Nella descrizione stupefatta dei fasti della cerimonia del ballo, Fermor esercita quella che nella brillante biografia a lui dedicata la scrittrice britannica Artemis Cooper chiama «sensibilità integralmente europea». È una scena che copre la maggior parte delle pagine, e nella quale lo scrittore inglese riversa il solito, eccentrico amore per gli elenchi, esibendo la sua potenza pittorica per poi accostarle nelle ultime pagine, in evidente contrapposizione, un’altra descrizione, dalla quale l’uomo è stavolta del tutto assente, e anzi della quale è vittima non designata: una eruzione vulcanica allo stesso tempo terrificante e meravigliosa, distruttiva e rigeneratrice.

I violini di Saint Jacques è anche il ritratto di una immaginaria colonia scomparsa, «la gloria delle Antille», attorno al 1900, immersa in un malinconico declino aristocratico, che anticipa di pochissimi anni alcune atmosfere che Tomasi di Lampedusa avrebbe raccontato nel ben più «ampio» Gattopardo (1958); in alcuni passaggi la novella di Fermor fa pensare, nella sua minuziosità descrittiva – un vero tour de force stilistico, a tratti stupefacente –, più che al romanzo, direttamente al film di Luchino Visconti e alla memorabile scena del ballo che lo conclude.

La miserabile grandeur dell’uomo, inquadrata nei Violini dalla sfarzosissima e chiassosa festa danzante, appare minima e trascurabile al cospetto della furia naturale: il vulcano in eruzione nel giorno di carnevale suggerisce alla protagonista, e al narratore, una qualche allegoria delle effimere vicende umane sulla terra, già ravvisabile nelle descrizioni lunghissime, presenti in tutta l’opera di Fermor, dalle quali l’uomo è tenacemente bandito (si pensi alla infinita corsa dei «Galli del Matapan», in Mani).

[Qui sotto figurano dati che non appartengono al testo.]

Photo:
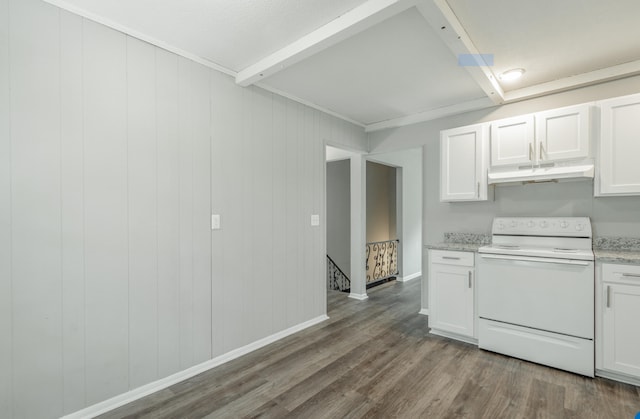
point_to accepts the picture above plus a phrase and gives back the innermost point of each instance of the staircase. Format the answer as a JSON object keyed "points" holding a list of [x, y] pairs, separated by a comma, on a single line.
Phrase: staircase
{"points": [[337, 280]]}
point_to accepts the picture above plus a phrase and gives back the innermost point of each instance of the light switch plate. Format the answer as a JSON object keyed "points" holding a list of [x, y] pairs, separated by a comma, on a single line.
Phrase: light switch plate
{"points": [[215, 221]]}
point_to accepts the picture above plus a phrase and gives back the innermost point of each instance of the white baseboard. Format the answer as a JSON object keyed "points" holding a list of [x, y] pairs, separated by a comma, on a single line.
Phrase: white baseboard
{"points": [[145, 390], [409, 277], [455, 336], [624, 378]]}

Alla fine del suo racconto, la donna volge lo sguardo verso l’Egeo, e sospirando dice: «Che quarantaduemila formiche andassero distrutte sembrava una faccenda di poco peso e fondamentalmente priva di interesse tanto quanto il colpo di fortuna per cui una era riuscita a scappare. (…) Esplosioni, diluvi e glaciazioni, si potrebbe dire, sono le uniche vere date che marcano la storia, e ciò che le società umane improvvisano fra l’uno e l’altro di questi eventi – arte, civiltà, amore, guerre, letteratura, lo sviluppo e la fusione di una religione in un’altra, il movimento delle idee, il migrare del potere da un continente all’altro – ha tanto peso su questo calendario fondamentale di giornate epocali quanto una pagina dei Ricordi di un entomologo di Fabre». Un altro piccolo, meraviglioso «lapsus» del narratore: chi dei due interlocutori avrà letto i raffinati Ricordi di Jan Fabre? La solitaria, malinconica émigrée, o piuttosto lui, il dotto scrittore di viaggi che le presta la voce?